This is my first question on stack overflow, I am so happy and await your answers. My question is:
When I use MongoDB Query Selectors, I want limit results. But $maxScan is not work as I want.
---------This is What I want result.
db.post.find({query:{status:"publish"},$orderby:{date:-1}},{status:1,name:1,date:1,$slice:2}).limit(3)
{ "_id" : ObjectId("519262580cf21fb1647fb765"), "date" : ISODate("2013-05-14T16:12:08.600Z"), "status" : "publish", "name" : "关于多说" }
{ "_id" : ObjectId("519254ad0cf2f064f6ecef82"), "date" : ISODate("2013-05-14T15:13:49.017Z"), "status" : "publish", "name" : "回顾<蜗居>的100句经典台词" }
{ "_id" : ObjectId("519254690cf2f064f6ecef81"), "date" : ISODate("2013-05-14T15:12:41.462Z"), "status" : "publish", "name" : "女人脱光了是什么" }
-----------This is the results I use $maxScan
db.post.find({query:{status:"publish"},$maxScan:3,$orderby:{date:-1}},{status:1,name:1,date:1})
{ "_id" : ObjectId("518e6c690cf21a363df2956e"), "date" : ISODate("2013-05-11T16:06:01.341Z"), "status" : "publish", "name" : "淘宝新店,充值任务" }
I find may be the $maxScan didn't like limit(). it first limit the collection data and then execute the query! but this is not I want. Is anything i wrong? please help.Thanks
--------------All results
db.post.find({query:{},$orderby:{date:-1}},{status:1,name:1,date:1})

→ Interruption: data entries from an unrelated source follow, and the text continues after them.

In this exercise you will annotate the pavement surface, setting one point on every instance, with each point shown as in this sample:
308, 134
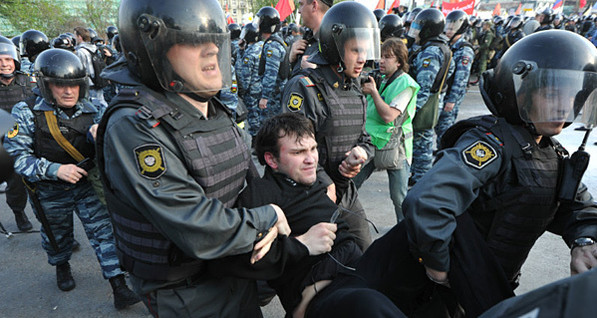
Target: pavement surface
28, 283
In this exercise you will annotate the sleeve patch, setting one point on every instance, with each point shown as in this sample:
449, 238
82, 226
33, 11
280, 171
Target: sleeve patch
14, 131
479, 154
295, 102
305, 80
150, 161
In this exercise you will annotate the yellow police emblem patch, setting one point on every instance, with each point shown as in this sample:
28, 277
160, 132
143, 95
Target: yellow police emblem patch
479, 154
14, 131
150, 161
295, 102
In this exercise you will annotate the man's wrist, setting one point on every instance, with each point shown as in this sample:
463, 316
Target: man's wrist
582, 241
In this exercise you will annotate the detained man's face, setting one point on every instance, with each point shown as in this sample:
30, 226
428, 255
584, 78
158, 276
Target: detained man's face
355, 55
297, 159
66, 96
7, 64
198, 66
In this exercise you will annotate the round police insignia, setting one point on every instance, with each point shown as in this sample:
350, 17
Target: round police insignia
295, 102
479, 154
14, 131
150, 161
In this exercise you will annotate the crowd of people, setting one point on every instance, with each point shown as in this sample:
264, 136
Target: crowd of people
149, 138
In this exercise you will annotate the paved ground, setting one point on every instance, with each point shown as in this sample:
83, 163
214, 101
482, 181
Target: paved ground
28, 285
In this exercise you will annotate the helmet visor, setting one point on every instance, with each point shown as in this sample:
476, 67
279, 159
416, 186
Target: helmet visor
553, 95
364, 41
452, 27
190, 62
414, 30
10, 50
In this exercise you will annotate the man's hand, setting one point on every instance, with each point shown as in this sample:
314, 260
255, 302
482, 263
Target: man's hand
583, 259
305, 64
298, 47
448, 107
320, 238
263, 246
263, 103
93, 131
351, 165
70, 173
437, 276
369, 87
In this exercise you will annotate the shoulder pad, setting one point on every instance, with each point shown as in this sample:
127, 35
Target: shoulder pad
484, 122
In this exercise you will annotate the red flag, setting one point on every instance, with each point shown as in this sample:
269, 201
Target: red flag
381, 4
467, 6
285, 8
519, 9
498, 8
396, 4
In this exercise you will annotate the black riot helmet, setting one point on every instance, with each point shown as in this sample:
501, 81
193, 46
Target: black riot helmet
548, 16
391, 26
116, 43
8, 48
32, 43
63, 42
250, 33
111, 32
234, 30
410, 16
428, 23
268, 20
59, 67
379, 13
558, 65
150, 28
456, 23
515, 23
346, 21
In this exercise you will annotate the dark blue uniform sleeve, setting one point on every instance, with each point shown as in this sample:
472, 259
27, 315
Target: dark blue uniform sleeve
445, 192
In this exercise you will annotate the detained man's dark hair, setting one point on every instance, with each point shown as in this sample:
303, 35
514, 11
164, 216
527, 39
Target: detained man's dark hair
278, 127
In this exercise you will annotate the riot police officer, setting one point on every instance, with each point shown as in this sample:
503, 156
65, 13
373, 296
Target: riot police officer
14, 87
247, 73
496, 186
463, 55
429, 65
31, 43
53, 153
272, 69
174, 161
331, 98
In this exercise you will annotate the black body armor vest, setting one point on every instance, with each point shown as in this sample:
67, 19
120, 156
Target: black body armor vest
344, 124
516, 208
216, 157
74, 130
18, 91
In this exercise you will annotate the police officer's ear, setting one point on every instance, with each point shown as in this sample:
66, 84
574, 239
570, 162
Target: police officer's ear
271, 160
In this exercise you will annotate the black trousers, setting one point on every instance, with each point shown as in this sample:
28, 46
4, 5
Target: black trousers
477, 280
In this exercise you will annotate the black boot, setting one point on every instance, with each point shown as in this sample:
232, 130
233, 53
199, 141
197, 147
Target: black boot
64, 277
123, 296
22, 221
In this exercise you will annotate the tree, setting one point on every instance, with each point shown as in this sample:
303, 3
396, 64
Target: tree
100, 14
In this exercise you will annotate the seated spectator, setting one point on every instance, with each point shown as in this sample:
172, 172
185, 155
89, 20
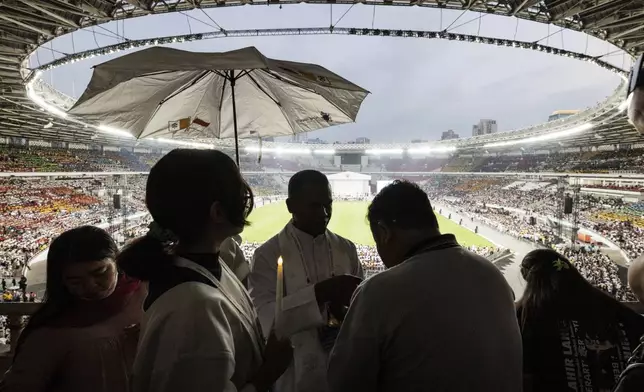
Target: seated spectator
575, 337
81, 339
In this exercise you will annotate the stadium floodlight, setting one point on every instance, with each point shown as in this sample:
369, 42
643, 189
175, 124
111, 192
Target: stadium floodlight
432, 150
324, 152
293, 150
624, 105
114, 131
543, 138
383, 151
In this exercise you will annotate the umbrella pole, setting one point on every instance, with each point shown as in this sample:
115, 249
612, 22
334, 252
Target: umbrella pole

{ "_id" : ObjectId("519262580cf21fb1647fb765"), "date" : ISODate("2013-05-14T16:12:08.600Z"), "status" : "publish", "name" : "关于多说" }
{ "_id" : ObjectId("519254ad0cf2f064f6ecef82"), "date" : ISODate("2013-05-14T15:13:49.017Z"), "status" : "publish", "name" : "回顾<蜗居>的100句经典台词" }
{ "_id" : ObjectId("519254690cf2f064f6ecef81"), "date" : ISODate("2013-05-14T15:12:41.462Z"), "status" : "publish", "name" : "女人脱光了是什么" }
{ "_id" : ObjectId("518ee61a0cf22bd326d60215"), "date" : ISODate("2013-05-12T00:45:14.295Z"), "status" : "publish", "name" : "JSTL日期格式化用法(转载)" }
{ "_id" : ObjectId("518e6c690cf21a363df2956e"), "date" : ISODate("2013-05-11T16:06:01.341Z"), "status" : "publish", "name" : "淘宝新店,充值任务" }
{ "_id" : ObjectId("518e21c90cf21a363df2956d"), "date" : ISODate("2013-05-11T10:47:37.803Z"), "status" : "draft", "name" : "一夜没睡" }
{ "_id" : ObjectId("518df75d0cf21a363df2956c"), "date" : ISODate("2013-05-11T07:46:37.726Z"), "status" : "draft", "name" : "飞娥入侵" }
{ "_id" : ObjectId("518d80630cf21a363df2956b"), "date" : ISODate("2013-05-10T23:18:59.323Z"), "status" : "publish", "name" : "Java的日期格式化常用方法" }
To return only the top results, you should use limit(), which will limit the amount of results returned from the cursor. This is commonly used with skip() to paginate the results.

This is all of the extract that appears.